Although some attempts have been made, so far 32 years later the prize has not been won. The first helicopter to try to win the contest was the Da Vinci III in 1989, designed and built by students at Cal Poly San Luis Obispo in California. It flew for 7.1 seconds and reached a height of 8 inches (20 cm). The second was the Yuri I in 1994, designed and built by students at Nihon University in Japan. It flew for 19.46 seconds and reached an altitude of 20 cm.
On June 21, 2012 a team of engineering students from the University of Maryland’s A. James Clark School of Engineering have gotten the closest to wining the prize and achieved an unofficial world record of 50 seconds with their Gamera II human-powered helicopter, far surpassing any previous records. It will not become official until validated by the National Aeronautic Association. The pilot was Kyle Gluesenkamp, a Ph.D candidate at the school’s mechanical engineering department.
The first version (the Gamera I) stayed airborne for 11.4 seconds. The aircraft was re-engineered with improved airfoils and a new structural design that reduced weight by 39 percent. As with the previous version, the pilot produced power by pedaling.
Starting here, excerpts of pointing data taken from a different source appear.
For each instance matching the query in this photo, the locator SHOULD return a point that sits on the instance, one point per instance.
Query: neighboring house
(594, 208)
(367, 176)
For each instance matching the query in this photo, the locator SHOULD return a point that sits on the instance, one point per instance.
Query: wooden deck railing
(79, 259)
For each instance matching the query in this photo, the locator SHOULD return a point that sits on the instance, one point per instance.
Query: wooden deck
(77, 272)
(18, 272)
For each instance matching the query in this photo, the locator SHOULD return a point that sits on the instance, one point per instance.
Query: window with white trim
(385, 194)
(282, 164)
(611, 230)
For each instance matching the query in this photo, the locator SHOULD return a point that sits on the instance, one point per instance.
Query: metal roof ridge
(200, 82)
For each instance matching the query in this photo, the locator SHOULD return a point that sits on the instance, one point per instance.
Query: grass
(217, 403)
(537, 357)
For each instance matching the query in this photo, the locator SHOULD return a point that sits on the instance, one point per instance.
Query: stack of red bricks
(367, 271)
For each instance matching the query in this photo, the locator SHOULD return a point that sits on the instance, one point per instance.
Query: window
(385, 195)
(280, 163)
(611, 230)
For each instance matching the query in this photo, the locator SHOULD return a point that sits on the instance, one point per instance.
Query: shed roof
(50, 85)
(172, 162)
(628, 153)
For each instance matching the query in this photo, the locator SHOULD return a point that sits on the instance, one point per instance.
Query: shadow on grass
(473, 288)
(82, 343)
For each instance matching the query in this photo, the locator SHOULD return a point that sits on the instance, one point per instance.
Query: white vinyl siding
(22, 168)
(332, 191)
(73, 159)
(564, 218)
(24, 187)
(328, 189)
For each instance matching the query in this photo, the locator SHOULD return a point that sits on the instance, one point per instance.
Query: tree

However, the Gamera II has hand cranks that can increase power output by as much as 20 percent. However, due to additional exertion required by the pilot, the output gains drop off after about 60 seconds. The Gamera II is about 105 feet from tip to tip and weighs about 75 pounds without a pilot.
July 2nd, 2012 at 6:09 pm
Unless I’m misunderstanding, Gamera II would not appear to even be qualified for the Sikorsky because it’s 105′ x 105′ dimensions would be impossible to maintain within a “10 meter square.”
July 2nd, 2012 at 10:10 pm
I don’t think the craft needs to *fit* within a 10 meter square. It just can’t move outside of a 10 meter square….more than approx 15′ in any direction from it’s starting point
July 6th, 2012 at 5:33 am
Alan, you are correct. The vertical axis of the center-most point of the aircraft must stay within the specified boundaries.
July 6th, 2012 at 3:46 pm
Implausible human factor Vs weight and wind might work inside a large hanger.
July 8th, 2012 at 1:21 pm
How about this, if not prohibited. Using an aircraft like the one here, Incorporate a methodology of storing ,call it the primary energy generated by the human ,before take off .( eg like a flywheel of sorts. ) then when the appropriate amount of primary energy is stored , it can be used along with ,say, the additional human generated, call it the secondary, energy( via peddles etc). This secondary human generated energy would begin feeding energy into the aircraft and that energy along with the stored primary energy could be used to keep the aircraft up for the duration needed to accomplish the feat for the prize.
July 11th, 2012 at 12:53 pm
I think they should install rubber bands that are wrapped by the human power plant. They could then be released. Technically the bands gain their energy through human power and could be supplemented by additional pedaling power. I says this without a reference to the rules.
July 19th, 2012 at 5:30 pm
Not that I’m one to talk but it sounds like they need a bunch of super in shape individuals that can take that kind of exertion for 60 seconds. I’m always impressed with our younger generations skill set and ability to adapt.